彼の両親は死喰い人ではないものの“あの人”の純血主義に同調の意を唱えていた。だから彼が態々死喰い人に属する必要もなかった。それだけのことが許される地位にブラック家は位置していたし、彼ほどの才能溢れる若者なら魔法省に入るなりクィディッチの選手になるなり輝かしい未来が選り取り見取りだったはずだ。
しかし彼はなぜ死喰い人になるという道を選んだのだろう。

「そう。それじゃあレグを助け出すことができてもこの国にはいられないわね」
「ん、まあそうだな。……え?」
「だってそうじゃない。生きて死喰い人から脱け出した前例が無いなら死んだことにして国外に出ちゃうのが手っ取り早いと思うけど」
「……いや。それは親御さんがあまりにも不敏じゃないか?」

そのことを口に出してはたと気付く。確かに息子が死んだことにされ、実は生きていることを知らされぬまま過ごすことになるのはどんなに辛いだろう。
それでも。家族と、何かはわからないが彼がしたことは完全に無関係だと示すためにはその道しか残されていないのだ。

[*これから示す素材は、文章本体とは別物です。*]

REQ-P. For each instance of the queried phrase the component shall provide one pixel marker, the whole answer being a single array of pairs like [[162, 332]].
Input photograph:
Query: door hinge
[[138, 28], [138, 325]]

「……そうか。レギュラスが守りたかったのは家族なんだな」
「うん。私も、そう思う」

ひどく優しい目をしてエミリが俺の呟きに同意をした。真意はわからない。それでもエミリがレギュラスを想ってそれを言っていることだけは伝わった。

「よしわかった。国外だな。お前も一緒に行くだろう?」
「……え? ああ……そうね。……私もレギュラスと共に行きたい」
「よしわかった。じゃあそっちは俺がなんとかする」

戸惑いの色を隠せずにいるエミリの肩を軽く叩いて安心させるようにそう言った。エミリとレギュラスがここへ帰ってきたときにすぐ国外に出るルートを確立させておく必要がある。そもそもハインツェ家はドイツ系の一族だし、エミリの家族は東洋の日本に住んでいる。選択肢なら大いにあるはずだ。

「いや、でも仕事は……?」
「お前ひとり抜けたくらいで回らなくなるようじゃ天下のハインツェ家の名が廃るな」

わざとそんな風にからかってやれば、エミリは泣き笑いの表情を浮かべた。けれど、俺にできるのはここまでだ。

「気をつけろよ、エミリ。絶対生きて戻って来い」

バチン、という音を本日二回目に聞きながらそう呟く。
ハウスエルフのしわがれ声がエミリを連れてどこかへ姿くらましをするのを見届けたところで俺も可愛い従姉妹と可愛い後輩のために動き出した。